1. `.env` contains all variable values (never committed)
2. Deploy script sources `.env` and renders `config.yaml` from a template
3. `config.yaml` is placed at the expected location for the application

This preserves the existing code's config reading pattern while externalizing secrets to environment variables.

## Secrets Management

| Environment | Method | Location |
|-------------|--------|----------|
| Development | `.env` file (git-ignored) | Project root |
| Production | `.env` file (restricted permissions) | GPU server `/opt/azaion-training/.env` |

Production `.env` file:
- Ownership: `root:deploy` (deploy user's group)
- Permissions: `640` (owner read/write, group read, others none)
- Located outside the Docker build context

Secrets in this project:
- `AZAION_API_PASSWORD` — API authentication
- `RABBITMQ_PASSWORD` — message queue access
- CDN credentials — auto-provisioned via API at runtime (encrypted `cdn.yaml`), not in `.env`
- Model encryption key — hardcoded in `security.py` (existing pattern, flagged as security concern)
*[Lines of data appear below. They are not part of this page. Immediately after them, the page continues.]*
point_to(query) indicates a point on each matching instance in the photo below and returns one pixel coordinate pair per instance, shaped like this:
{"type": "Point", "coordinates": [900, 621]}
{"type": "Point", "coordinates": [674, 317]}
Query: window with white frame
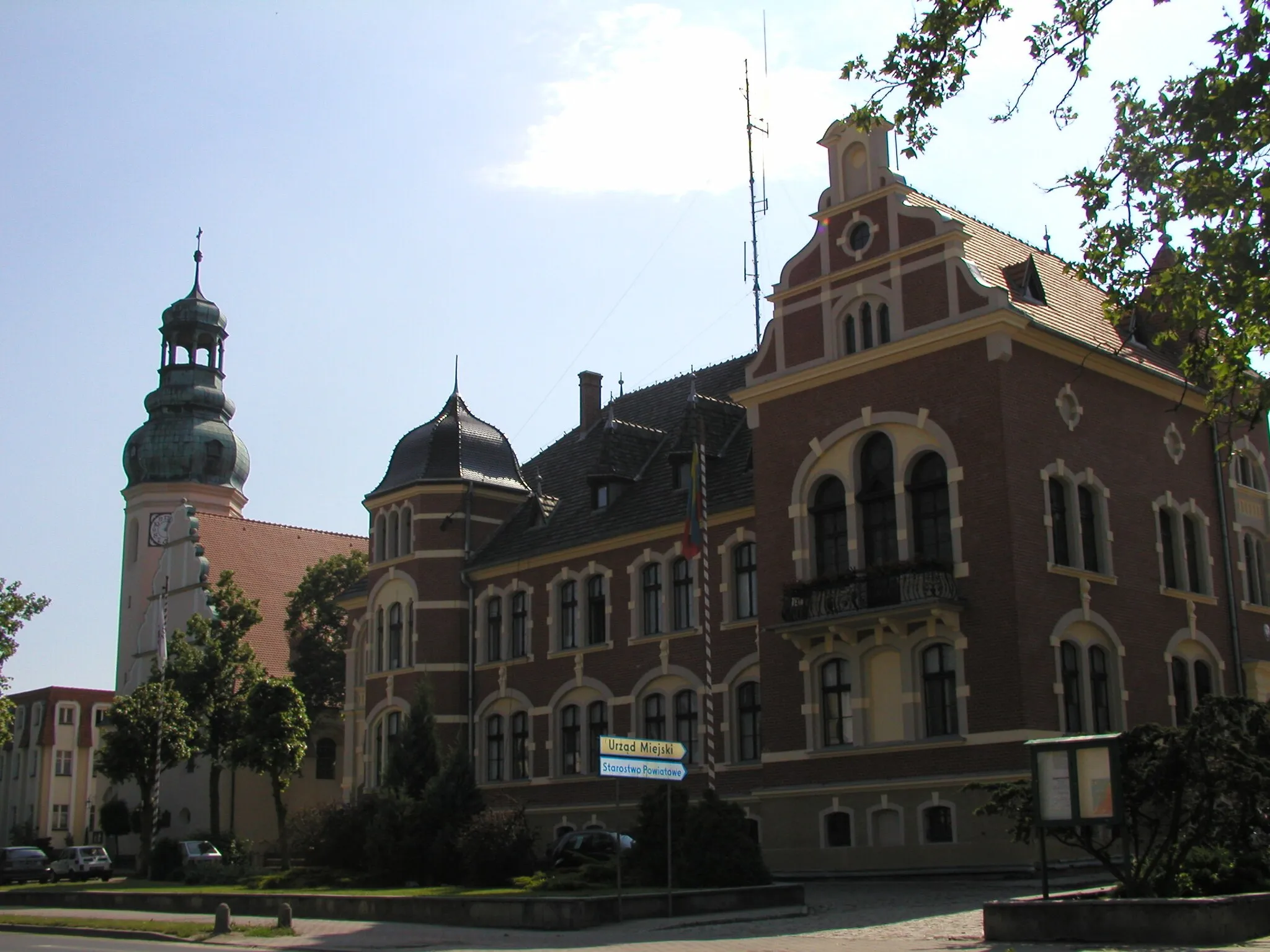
{"type": "Point", "coordinates": [745, 580]}
{"type": "Point", "coordinates": [836, 719]}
Rotation policy: rotate API and RabbitMQ passwords quarterly. Update `.env` on the server, restart affected services.

## Filesystem Management

| Environment | `/azaion/` Location | Contents |
|-------------|-------------------|----------|
| Development | Docker volume or local dir | Test images, small sample labels |
| Production | Host directory `/azaion/` | Full annotation dataset, trained models, export artifacts |

The `/azaion/` directory tree must exist before services start:

```
/azaion/
├── data/           (validated annotations: images/ + labels/)
├── data-seed/      (unvalidated annotations: images/ + labels/)
├── data_deleted/   (soft-deleted annotations: images/ + labels/)
├── datasets/       (formed training datasets: azaion-YYYY-MM-DD/)
├── models/         (trained models: azaion-YYYY-MM-DD/, azaion.pt)
└── classes.json    (annotation class definitions)
```

Production data is persistent and never deleted by deployment. Docker containers mount this directory as a bind mount.
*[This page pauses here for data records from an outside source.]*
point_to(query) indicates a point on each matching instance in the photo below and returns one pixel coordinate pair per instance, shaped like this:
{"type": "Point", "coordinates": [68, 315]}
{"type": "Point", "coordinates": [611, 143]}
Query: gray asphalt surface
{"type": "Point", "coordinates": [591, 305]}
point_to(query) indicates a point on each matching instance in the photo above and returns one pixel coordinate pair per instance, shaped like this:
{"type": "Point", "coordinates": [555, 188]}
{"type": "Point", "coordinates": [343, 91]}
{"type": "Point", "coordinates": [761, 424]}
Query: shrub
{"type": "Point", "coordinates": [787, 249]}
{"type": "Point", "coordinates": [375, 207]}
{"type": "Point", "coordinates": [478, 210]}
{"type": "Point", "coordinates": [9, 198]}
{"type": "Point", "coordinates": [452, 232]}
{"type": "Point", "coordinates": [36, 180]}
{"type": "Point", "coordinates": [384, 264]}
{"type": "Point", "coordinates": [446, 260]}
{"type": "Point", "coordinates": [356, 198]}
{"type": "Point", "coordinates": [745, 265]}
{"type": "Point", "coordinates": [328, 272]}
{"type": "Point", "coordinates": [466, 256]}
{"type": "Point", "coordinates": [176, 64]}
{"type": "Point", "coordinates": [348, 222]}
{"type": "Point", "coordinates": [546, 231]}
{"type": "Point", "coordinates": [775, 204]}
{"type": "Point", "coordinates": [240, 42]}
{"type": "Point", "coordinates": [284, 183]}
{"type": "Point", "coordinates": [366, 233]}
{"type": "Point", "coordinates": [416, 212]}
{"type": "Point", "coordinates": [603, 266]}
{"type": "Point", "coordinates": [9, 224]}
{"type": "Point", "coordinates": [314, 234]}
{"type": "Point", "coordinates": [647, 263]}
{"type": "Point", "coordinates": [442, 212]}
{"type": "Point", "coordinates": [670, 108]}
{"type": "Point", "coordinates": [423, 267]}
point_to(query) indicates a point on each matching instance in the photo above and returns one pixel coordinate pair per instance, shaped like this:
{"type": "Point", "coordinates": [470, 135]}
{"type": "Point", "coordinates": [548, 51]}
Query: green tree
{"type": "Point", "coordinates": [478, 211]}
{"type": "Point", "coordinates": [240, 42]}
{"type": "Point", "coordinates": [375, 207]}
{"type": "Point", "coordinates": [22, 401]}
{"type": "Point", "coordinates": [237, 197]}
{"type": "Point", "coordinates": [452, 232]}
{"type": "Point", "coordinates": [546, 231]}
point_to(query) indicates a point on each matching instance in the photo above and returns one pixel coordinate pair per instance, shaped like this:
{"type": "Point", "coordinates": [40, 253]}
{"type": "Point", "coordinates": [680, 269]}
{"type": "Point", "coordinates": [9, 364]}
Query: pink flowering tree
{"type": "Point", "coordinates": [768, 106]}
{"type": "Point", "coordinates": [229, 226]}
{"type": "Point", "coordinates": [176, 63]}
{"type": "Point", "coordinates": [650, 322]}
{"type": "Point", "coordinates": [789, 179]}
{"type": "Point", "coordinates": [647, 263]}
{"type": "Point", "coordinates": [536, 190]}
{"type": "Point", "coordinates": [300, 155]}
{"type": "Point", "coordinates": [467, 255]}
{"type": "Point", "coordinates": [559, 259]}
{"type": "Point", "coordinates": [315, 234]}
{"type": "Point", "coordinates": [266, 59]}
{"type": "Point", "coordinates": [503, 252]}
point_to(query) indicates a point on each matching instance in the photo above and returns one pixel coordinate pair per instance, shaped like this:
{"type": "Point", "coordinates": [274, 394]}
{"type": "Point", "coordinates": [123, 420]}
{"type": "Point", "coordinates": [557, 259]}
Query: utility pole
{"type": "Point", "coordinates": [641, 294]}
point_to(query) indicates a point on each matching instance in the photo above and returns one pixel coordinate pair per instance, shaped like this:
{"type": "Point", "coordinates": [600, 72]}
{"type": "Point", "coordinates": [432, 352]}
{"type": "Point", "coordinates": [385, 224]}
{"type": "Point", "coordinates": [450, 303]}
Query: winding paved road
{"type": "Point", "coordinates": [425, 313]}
## External Service Configuration

| Service | Dev | Prod |
|---------|-----|------|
| Azaion REST API | Real API (dev credentials) | Real API (prod credentials) |
| S3-compatible CDN | Auto-provisioned via API | Auto-provisioned via API |
| RabbitMQ | Local container (docker-compose) | Managed instance on network |
| NVIDIA GPU | Host GPU via `--gpus all` | Host GPU via `--gpus all` |

CDN credentials are not in `.env` — they are fetched from the API at runtime as an encrypted `cdn.yaml` file, decrypted using the hardware-bound key. This is the existing pattern and does not need environment variable configuration.